Las revelaciones dejaron a todos atónitos, siendo aclaraciones jamás anticipadas por ninguno. La figura de Sía, usualmente imperturbable, parecía casi envuelta en lágrimas e incluso Sylphid dudaba si lo expresado por Sía era real o simplemente otra artimaña de sus intrincados engaños habituales, una habilidad que Sía había perfeccionado con el tiempo.
—¿Es necesario tomar tales medidas? —respondió Dom, su tono de voz frío y distante. —Tus ojos, aun envueltos en lágrimas, mienten. Puedo vislumbrar cada sombra de mentira detrás de tus palabras.
La reacción de Sía fue de perplejidad, inclusive ella supo que no estaba mintiendo del todo.
—Pero habiendo pasado todo lo que pasó, no tengo más remedio que escuchar lo que tengas que decir —continuó Dom, con un gesto sutil, jugueteando con la empuñadura de su espada entre sus dedos. —Empieza a hablar, Sía, Diosa de Dior... Jamás había escuchado sobre ti, y menos aún rezado en tu nombre alguna vez. La única diosa que alguna vez estuvo cerca en espíritu fue Diletta. Y no porque quisiera.
Sía se mantuvo rígida en su trono resplandeciente, pálida y apagada, como si las palabras de Dom hubieran borrado un fragmento de su esencia. Sin embargo, no mostró miedo, al menos no ante las palabras de Dom.

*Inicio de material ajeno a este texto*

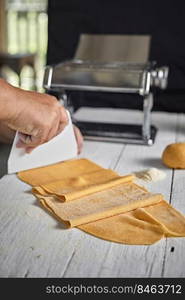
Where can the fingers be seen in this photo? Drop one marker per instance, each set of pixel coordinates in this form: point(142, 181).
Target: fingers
point(50, 130)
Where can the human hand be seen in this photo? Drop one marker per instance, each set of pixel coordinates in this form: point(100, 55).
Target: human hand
point(38, 117)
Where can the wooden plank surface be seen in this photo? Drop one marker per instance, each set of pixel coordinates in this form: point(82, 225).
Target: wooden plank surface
point(34, 244)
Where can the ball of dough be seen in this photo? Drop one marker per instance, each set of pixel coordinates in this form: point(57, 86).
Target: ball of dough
point(174, 156)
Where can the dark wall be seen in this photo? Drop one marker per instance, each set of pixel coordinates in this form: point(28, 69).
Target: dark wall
point(164, 20)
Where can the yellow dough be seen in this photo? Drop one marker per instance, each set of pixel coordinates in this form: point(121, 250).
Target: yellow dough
point(174, 156)
point(100, 202)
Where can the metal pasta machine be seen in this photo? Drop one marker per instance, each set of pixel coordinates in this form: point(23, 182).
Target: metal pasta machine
point(114, 64)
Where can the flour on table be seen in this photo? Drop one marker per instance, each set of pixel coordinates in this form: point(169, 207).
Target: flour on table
point(152, 174)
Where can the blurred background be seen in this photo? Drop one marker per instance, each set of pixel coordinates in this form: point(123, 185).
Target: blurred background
point(38, 32)
point(23, 42)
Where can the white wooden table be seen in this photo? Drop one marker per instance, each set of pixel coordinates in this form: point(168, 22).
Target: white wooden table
point(34, 244)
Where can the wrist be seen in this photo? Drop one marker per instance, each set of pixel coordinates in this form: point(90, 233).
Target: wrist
point(7, 101)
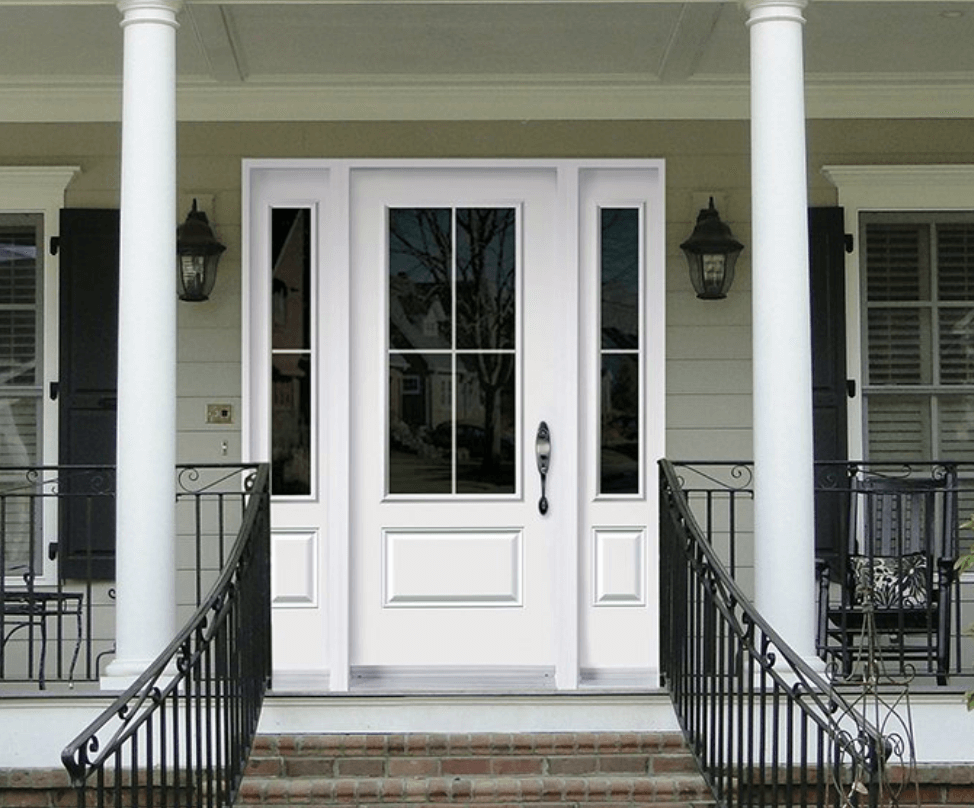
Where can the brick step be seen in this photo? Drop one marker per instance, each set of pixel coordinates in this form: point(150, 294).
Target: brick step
point(633, 769)
point(618, 790)
point(434, 755)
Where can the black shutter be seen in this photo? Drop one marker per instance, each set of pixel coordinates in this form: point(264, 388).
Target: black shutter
point(829, 387)
point(88, 389)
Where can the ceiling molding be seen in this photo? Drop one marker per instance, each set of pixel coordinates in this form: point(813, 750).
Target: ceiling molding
point(687, 41)
point(213, 29)
point(489, 98)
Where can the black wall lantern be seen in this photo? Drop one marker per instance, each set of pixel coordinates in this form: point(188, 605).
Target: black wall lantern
point(711, 253)
point(197, 255)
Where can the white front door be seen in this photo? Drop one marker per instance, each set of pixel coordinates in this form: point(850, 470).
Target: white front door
point(456, 359)
point(436, 315)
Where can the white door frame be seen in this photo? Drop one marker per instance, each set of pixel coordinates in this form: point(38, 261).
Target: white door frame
point(323, 184)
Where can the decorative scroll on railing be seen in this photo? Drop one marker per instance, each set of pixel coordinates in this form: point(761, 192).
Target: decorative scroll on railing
point(180, 735)
point(765, 727)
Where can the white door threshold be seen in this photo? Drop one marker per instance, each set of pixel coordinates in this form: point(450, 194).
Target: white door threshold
point(467, 712)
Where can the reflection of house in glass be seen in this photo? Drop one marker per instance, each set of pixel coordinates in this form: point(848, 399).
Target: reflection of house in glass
point(451, 367)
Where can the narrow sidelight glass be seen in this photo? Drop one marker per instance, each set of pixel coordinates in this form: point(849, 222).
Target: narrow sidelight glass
point(620, 266)
point(293, 365)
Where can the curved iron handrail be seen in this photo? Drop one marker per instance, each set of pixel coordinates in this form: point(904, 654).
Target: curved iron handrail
point(765, 726)
point(185, 725)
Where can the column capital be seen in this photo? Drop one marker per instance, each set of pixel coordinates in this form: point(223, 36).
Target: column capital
point(774, 11)
point(157, 11)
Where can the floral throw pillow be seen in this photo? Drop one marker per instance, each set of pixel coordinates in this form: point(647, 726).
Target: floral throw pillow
point(891, 582)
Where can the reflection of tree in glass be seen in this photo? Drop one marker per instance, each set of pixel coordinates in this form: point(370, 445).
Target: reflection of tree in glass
point(486, 309)
point(620, 277)
point(484, 286)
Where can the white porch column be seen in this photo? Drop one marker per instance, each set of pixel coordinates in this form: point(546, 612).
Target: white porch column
point(784, 552)
point(145, 508)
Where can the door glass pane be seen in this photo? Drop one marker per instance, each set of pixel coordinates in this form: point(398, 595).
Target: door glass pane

Eran sus ojos grises, unas pupilas tan oscuras que parecían devorarla desde dentro, casi adentrándose en lo más profundo de su alma divina.
—¿Qué es lo que me pides? —replicó Sía, con un susurro cargado de una fragilidad sorprendente. —Ya te he dicho la verdad sobre nosotros.

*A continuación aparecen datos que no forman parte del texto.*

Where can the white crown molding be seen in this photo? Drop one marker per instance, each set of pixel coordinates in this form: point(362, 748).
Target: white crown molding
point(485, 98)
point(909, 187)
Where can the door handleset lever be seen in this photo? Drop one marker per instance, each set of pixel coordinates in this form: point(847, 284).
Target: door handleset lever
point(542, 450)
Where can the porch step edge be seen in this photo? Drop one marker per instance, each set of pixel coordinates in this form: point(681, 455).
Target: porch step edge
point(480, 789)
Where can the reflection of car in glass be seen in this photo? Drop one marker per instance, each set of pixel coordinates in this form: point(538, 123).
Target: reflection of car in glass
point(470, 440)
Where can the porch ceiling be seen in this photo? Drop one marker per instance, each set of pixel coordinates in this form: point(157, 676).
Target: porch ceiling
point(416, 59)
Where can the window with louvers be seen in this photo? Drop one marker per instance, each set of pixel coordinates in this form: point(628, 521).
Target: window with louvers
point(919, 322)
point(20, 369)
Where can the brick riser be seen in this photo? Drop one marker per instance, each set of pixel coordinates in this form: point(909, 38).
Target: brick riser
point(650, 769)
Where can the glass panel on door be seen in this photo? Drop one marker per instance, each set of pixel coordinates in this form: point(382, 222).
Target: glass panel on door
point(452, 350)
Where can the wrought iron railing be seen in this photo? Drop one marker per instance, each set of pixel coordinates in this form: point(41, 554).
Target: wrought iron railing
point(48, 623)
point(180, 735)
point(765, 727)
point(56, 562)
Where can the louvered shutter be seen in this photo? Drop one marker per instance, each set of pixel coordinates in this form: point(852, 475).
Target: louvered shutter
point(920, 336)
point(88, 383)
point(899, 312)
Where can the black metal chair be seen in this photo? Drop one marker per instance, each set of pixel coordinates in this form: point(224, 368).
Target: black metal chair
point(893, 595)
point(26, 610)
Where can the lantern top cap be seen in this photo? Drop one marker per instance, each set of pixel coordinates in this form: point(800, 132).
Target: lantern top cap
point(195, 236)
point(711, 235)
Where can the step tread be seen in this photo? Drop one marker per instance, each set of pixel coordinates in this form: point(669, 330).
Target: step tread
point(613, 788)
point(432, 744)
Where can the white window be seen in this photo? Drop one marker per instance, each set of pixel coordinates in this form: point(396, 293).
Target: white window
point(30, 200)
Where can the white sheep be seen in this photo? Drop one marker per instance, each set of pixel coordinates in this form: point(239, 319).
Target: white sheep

—Primero quiero saber la razón del por qué me tienes miedo... Y, me vas a contar todo lo que sepas de la guerra. Solo eso pido. Pero, si descubro otra mentira en tus palabras me iré. —Dom soltó la empuñadura en gesto de calma. —Y los dioses saben que ni siquiera ellos podrían detenerme.
Sía, bajo la mirada escrutadora de Dom, asintió lentamente, una mezcla de resignación y determinación marcando sus gestos. Emitió una señal a sus hombres, y uno a uno se retiraron, dejando el salón del trono en un silencio tenso, salvo por la presencia de Sylphid, quien, aunque reticente, gradualmente relajó su postura, liberando la empuñadura de su mandoble y relajando los músculos bajo su armadura.